Azerbaycan’a geçen yıl (23–25 Kasım 2012) yaptığım seyahatin arkasından Türkiye’ye dönünce, şöyle bir değerlendirme yazısı yazmış ve gazetemiz Yeni Sakarya’nın 07.12.2012 Cuma günü haftalık köşe yazımda, ‘Bakü’de İlginç Bir Kongre’ başlığı ile yayınlamıştım.
Şimdi yıllar yılı arzu edip, bir türlü gerçekleştiremediğim o seyahatimi, Kongre dışındaki gezimi, hiçbir bilimsel kaygı taşımadan yeniden yaşamaya başlıyor, gördüklerimi, hissettiklerimi, nakledilenleri ve gezi boyunca bende oluşan intibaları ve gözlemlerimi okuyucularımızla paylaşıyorum…
SEYAHAT BAŞLIYOR
Azerbaycan coğrafyası, dünya kurulduğundan beri sayısız insan tarafından ziyaret edilmiş, savaşlara sahne olmuş, zulümlere katlanmış, yamyamlarca istila edilmiş, sayısız seyyah tarafından gezilmiş, sayısız yazar tarafından incelenmiş ve hakkında çok sayıda eser yazılmış ve çok sayıda seyahatnameye konu olmuştur.
Bir seyyah der ki; ‘… dünyada keşfedilmemiş coğrafya artık yoktur. Ancak her coğrafyayı her gönül farklı yaşar’…
Benimkisi de işte öyle bir şey…
Buyurun benim gözümle, o Oğuz Yurdu’nda görebildiğim yerleri görmeye, hissettiklerimi hissetmeye ve düşündüklerimi anlamaya…
Kısa sürse de, okuduğum onlarca seyahatnamelerden yakinen bildiğim, ancak şimdi bizzat yaşadığım seyahatin, başından itibaren Azerbaycan’da geçirdiğim zamanın bende bıraktığı izlenim ve duyguları, hissettiklerimi, yaşadıklarımı ve görebildiklerimi okuyanlarla paylaşmaya çalışacağım…
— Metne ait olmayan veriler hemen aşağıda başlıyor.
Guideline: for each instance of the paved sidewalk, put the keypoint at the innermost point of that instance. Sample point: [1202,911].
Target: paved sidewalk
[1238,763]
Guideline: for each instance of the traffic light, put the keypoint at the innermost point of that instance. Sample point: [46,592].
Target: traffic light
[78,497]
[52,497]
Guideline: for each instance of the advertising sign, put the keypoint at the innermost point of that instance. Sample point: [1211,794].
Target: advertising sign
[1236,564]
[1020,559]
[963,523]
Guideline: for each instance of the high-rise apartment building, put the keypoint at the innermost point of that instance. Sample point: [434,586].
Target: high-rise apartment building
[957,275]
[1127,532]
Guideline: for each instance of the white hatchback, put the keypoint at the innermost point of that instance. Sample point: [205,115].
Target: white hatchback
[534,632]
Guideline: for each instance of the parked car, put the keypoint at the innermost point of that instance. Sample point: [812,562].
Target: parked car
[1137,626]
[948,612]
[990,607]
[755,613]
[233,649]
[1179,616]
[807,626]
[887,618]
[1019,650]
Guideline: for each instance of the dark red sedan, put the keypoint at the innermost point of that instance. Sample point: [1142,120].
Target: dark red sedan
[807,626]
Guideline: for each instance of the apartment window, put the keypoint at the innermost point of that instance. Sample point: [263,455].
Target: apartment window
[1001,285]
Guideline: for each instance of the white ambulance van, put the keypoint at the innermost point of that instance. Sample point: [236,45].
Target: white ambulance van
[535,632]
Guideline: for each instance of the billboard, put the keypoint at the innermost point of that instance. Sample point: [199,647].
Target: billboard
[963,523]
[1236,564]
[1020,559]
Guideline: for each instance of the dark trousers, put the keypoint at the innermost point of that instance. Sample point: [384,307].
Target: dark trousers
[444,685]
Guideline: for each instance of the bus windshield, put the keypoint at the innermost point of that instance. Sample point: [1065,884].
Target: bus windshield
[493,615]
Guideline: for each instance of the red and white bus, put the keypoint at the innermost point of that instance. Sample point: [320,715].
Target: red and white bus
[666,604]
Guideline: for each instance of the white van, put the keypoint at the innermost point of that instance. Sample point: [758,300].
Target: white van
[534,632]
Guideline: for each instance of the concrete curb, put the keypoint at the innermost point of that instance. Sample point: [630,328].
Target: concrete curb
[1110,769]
Sakarya Üniversitesi’nden bir gurup akademisyen arkadaşımla 22 Kasım 2012 günü akşamı saat 18.00’de Sakarya Meslek Yüksekokulu bahçesinde buluştuk. Bizi Atatürk Hava Limanı’a götürecek minibüsle İstanbul’a ulaştık. Hava limanı ve gümrük işlemlerini tamamlayarak Azerbaycan Hava Yolları’na ait uçağa yerleştik. Uçakta, bende tebessüme yol açan, hosteslerin Azerî lehçesiyle yaptıkları anonsun ilk cümlesi. Hoş bir ‘hoş geldiniz’ karşılaması…
— Hanımlar ve Cenaplar! (Bayanlar ve Baylar!)…
Bendeki geçmişten gelen genel algı, şöyle idi: Eski Sovyetler Birliği mensubu ülkelerin uçakları çok eski ve hizmetler kalitesiz… Hâlbuki bindiğimiz uçak çok modern ve hizmet de fevkalâde idi. Nefis, problemsiz ve hiç sıkıcı olmayan yaklaşık 3 saatlik bir yolculuk yaptık.
Azerbaycan bir süredir Türkiye vatandaşlarına, bir form doldurtarak, vizeyi gümrük kapısında veriyor. Yeşil pasaport sahiplerine ise vize uygulanmıyor. Bir ülkeden diğerine ‘vizesiz girmek’ , ne kadar güzel bir duygu… Diğer bazı ülke girişlerinde olduğu gibi bu duyguyu burada da yaşadım. Ohh, be…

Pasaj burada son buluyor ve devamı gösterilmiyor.